8.17

19 Interpreters🔗

This chapter is adapted from Formal Reasoning About Programs, Chapter 4: Semantics via Interpreters, by Adam Chlipala. Because we are using only two chapters from the original work, we have modified it to remove dependencies on the FRAP libraries. However, the license of the original book does not permit the creation or distribution of modified versions. Accordingly, please do not distribute this material.
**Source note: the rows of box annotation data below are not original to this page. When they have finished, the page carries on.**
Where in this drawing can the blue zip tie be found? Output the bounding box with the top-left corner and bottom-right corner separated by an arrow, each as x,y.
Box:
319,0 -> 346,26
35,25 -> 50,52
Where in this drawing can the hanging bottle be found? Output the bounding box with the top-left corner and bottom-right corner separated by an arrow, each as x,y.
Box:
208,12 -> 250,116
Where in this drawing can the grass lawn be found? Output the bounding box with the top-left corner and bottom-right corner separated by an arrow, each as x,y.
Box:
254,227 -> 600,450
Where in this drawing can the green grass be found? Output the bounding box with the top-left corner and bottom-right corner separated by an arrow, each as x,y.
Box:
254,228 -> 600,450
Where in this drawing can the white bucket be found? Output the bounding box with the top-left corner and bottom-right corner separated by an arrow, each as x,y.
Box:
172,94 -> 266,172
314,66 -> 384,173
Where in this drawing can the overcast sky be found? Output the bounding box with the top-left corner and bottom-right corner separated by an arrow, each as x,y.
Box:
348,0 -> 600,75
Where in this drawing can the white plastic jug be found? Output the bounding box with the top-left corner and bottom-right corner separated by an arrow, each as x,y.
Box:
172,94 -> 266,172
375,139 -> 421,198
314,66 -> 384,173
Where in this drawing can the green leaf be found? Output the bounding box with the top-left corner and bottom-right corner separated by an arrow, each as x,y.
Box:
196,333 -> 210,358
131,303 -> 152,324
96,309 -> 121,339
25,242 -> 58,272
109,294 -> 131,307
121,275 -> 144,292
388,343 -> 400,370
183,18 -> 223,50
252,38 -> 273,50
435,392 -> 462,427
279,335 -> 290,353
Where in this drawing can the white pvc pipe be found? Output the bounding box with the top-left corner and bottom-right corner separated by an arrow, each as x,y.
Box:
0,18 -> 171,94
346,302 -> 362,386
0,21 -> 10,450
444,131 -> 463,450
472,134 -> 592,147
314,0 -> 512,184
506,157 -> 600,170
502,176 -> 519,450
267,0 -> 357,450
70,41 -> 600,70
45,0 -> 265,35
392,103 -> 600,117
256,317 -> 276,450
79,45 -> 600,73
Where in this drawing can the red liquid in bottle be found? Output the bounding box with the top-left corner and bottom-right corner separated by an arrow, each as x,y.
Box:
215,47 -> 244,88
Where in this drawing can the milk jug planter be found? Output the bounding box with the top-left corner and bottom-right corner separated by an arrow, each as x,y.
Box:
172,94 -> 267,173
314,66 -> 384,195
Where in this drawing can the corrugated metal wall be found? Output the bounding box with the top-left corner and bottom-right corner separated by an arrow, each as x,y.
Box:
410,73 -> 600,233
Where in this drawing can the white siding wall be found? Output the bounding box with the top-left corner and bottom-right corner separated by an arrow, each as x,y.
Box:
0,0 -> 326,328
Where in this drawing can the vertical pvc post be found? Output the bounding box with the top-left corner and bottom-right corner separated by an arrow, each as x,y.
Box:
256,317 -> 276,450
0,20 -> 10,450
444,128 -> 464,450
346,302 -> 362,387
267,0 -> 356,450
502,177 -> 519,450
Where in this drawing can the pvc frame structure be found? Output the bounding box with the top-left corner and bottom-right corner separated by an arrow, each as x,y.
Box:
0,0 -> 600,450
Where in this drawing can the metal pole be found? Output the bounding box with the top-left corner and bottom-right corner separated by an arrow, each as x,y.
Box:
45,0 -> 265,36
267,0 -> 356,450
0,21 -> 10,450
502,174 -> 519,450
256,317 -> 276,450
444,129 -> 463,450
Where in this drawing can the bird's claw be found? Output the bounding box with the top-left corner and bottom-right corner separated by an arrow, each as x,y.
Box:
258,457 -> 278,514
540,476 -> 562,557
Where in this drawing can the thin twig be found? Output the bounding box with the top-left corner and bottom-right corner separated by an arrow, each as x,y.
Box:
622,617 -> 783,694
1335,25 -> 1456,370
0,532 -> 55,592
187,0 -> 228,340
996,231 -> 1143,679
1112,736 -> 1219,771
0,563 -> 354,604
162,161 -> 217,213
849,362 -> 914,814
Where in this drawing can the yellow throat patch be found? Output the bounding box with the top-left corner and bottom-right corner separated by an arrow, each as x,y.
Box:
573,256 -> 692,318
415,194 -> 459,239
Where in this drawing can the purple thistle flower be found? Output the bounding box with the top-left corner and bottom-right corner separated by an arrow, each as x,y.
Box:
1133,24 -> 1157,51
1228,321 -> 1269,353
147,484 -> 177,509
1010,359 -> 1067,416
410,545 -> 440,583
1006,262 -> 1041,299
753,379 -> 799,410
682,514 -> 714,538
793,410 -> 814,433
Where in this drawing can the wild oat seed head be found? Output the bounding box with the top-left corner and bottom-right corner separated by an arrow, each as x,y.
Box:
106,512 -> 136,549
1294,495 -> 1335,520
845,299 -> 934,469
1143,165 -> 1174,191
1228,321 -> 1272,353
We begin with a return to our arithmetic language from BasicSyntax, adding subtraction, which will come in handy later.

Rocq

From Stdlib Require Import List Arith Lia String.

Notation var := string.
Import ListNotations.
Open Scope string_scope.

Inductive arith : Type :=
| Const (n : nat)
| Var (x : var)
| Plus (e1 e2 : arith)
| Minus (e1 e2 : arith)
| Times (e1 e2 : arith).

Example ex1 := Const 42.
Example ex2 := Plus (Var "y") (Times (Var "x") (Const 3)).

The above definition only explains what programs look like. We also care about what they mean.

The natural meaning of an expression is the number it evaluates to. Actually, it’s not quite that simple.

We need to consider the meaning to be a function over a valuation to the variables. valuation is a function from variable names to numbers.

Rocq

Definition valuation := var -> option nat.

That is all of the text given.